Making waves for gender equality in Asia-Pacific’s natural resources sector

Gender leaders in Lao PDR are building a future where everyone can benefit from the country's rich natural resources. © RECOFTC, 2019

Gender champions from Lao PDR met in the country’s capital to attend a three-day training session on gender in the forestry sector. The workshop was held from 17 to 19 September in Vientiane Capital. It took place under WAVES, a regional program that was launched in March 2019 to reduce the inequalities that exist in natural resource landscapes across the Asia-Pacific.

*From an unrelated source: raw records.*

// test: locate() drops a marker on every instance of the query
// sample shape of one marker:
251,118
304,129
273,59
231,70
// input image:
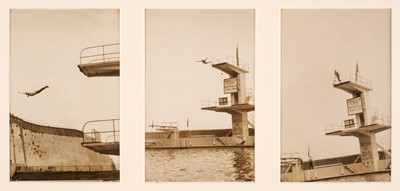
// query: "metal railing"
356,79
100,54
76,168
233,61
249,99
94,136
290,155
376,118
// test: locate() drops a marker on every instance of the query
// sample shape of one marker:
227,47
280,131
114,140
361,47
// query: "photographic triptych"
168,98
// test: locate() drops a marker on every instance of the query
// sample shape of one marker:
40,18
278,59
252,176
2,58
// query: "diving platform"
107,68
352,87
363,123
228,68
231,108
238,102
100,61
373,128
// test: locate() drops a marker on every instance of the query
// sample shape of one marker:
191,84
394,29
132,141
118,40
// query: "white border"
132,92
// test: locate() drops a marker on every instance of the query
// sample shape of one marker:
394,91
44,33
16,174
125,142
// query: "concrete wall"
36,145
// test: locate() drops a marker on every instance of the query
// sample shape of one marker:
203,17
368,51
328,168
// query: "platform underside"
107,68
103,148
351,87
373,128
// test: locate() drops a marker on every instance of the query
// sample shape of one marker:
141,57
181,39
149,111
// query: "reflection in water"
200,164
373,177
243,164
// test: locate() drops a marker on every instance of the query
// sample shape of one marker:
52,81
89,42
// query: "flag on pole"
237,54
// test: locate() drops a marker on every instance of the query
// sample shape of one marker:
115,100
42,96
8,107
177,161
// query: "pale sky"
314,43
175,83
45,47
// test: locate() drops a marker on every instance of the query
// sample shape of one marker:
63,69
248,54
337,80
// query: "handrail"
101,132
100,53
75,168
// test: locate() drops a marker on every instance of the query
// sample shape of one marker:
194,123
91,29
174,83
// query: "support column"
240,124
369,151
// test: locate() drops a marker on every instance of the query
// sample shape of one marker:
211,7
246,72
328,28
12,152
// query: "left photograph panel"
64,95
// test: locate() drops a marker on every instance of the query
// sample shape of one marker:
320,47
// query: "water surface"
200,165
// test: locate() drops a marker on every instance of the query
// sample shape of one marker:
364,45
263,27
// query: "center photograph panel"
200,95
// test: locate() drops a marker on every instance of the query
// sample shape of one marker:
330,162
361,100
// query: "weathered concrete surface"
37,145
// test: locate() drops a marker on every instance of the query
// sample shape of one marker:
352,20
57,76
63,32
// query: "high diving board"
100,61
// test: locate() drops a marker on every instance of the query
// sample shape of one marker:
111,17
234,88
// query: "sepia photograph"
200,103
335,95
64,95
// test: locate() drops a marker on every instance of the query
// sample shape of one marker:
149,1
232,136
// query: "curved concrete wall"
37,145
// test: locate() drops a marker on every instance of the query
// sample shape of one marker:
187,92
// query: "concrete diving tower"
101,61
239,103
367,124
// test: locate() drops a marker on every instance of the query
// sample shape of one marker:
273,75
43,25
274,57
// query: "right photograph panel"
335,95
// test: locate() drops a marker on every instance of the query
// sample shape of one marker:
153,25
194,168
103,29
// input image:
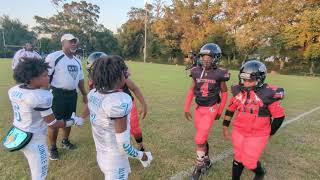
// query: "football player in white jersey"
110,119
33,115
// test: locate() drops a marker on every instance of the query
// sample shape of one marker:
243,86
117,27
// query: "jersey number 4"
204,89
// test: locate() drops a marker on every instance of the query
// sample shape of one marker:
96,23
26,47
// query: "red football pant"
134,121
248,149
204,118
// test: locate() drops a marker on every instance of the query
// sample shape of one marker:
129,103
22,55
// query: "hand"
218,116
188,116
144,110
78,121
226,133
146,159
84,99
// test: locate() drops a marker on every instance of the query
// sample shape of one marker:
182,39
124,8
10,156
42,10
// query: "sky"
113,13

With the program more than 30 gender leaders from government institutions, civil society, academia, and community-based associations across the region receive support to cultivate leadership skills, implement concrete actions focused on gender equality and promote institutional change.

At the first WAVES event in March 2019, the 30 leaders learned skills that will help them use their leadership positions to promote gender equality. They also prepared tentative action plans that they could implement in their work.

Prioritizing gender equality in Lao PDR

RECOFTC’s Lao Country Program, in collaboration with the Department of Forestry, Ministry of Agriculture and Forestry, conducted the three-day Consultation Workshop and Training Skills Development in Gender and Forestry. The aim was to strengthen gender knowledge and training skills of 10 leaders, eight women and two men, from state forestry agencies and civil society organizations.

The participants discussed their progress, identified challenges and developed strategies to tackle them. They also learned how to incorporate adult learning principles into training design and delivery. They then designed and practiced training sessions on gender integration for people working in the forestry sector.

Participants collaborate at the training
Participants at the training collaborate together and strategize on how to strengthen gender equality in their institutions. © RECOFTC, 2019

The program has a strong presence in Lao PDR, where it works with five WAVES leaders, and is supported by senior government leaders outside of the program, including Boualy Phameuang, deputy director-general of the Department of Forestry.

“The government, especially the forestry sector, fully supports a vision for Lao PDR that prioritizes gender equality and women’s engagement and involvement at the provincial and central levels,” said Boualy Phameuang.

One way the Department of Forestry and its gender leaders are pursuing change is by strengthening capacities for supporting gender-inclusive policy and extension. A key step to realizing this change requires creating a team with skills to design and deliver training sessions for people whose participation in forestry is crucial. These audiences include high-level officials within the Department of Forestry, senior policymakers in Lao PDR’s natural resource ministries and officials who implement policies on-the-ground.

“We encourage gender leaders and their allies to take leadership and actions that will achieve higher results,” said Boualy Phameuang.

Sisomephet Souvanthalisith, director of Women’s Advancement and Mother and Children Division of the Permanent Secretariat Office, facilitated the training alongside Kalpana Giri, a senior program officer at RECOFTC.

Sisomepheth Souvanthalisith speaks at the training
Sisomepheth Souvanthalisith, director of Women’s Advancement and Mother and Children Division of the Permanent Secretariat Office, speaks at the training. © RECOFTC, 2019

Shifting the paradigm of gender equality

“Across the Asia-Pacific, individuals and communities are acknowledging the power of gender equity,” said Giri, who coordinates the WAVES project. “These leaders realize that the time is now to create a balanced and better world, and are doing so by using their voices and positions to move the paradigm of gender equality.”

As examples, Giri points to civil society organizations in Thailand that are raising their concerns about how a new Community Forestry Bill will influence women’s access and rights to non-timber forest products and other natural resources. And in Indonesia, a professor at the University of Hasanuddin is transforming forestry education by including gender topics in the curriculum.

“These emerging trends suggest that gender roles are changing,” Giri said. “As gender moves out of rhetorical policy and into concrete actions, opportunities will arise to create a more equitable world. Now, more than ever before, a bold focus is needed. There is space for the environmental sector to turn the critical mass of women actors into a force that can bring about concrete changes for gender equality. If it does not, an opportunity for progress will be lost.”

WAVES is developed and implemented by RECOFTC, with the support of the Swedish International Development Cooperation Agency (Sida).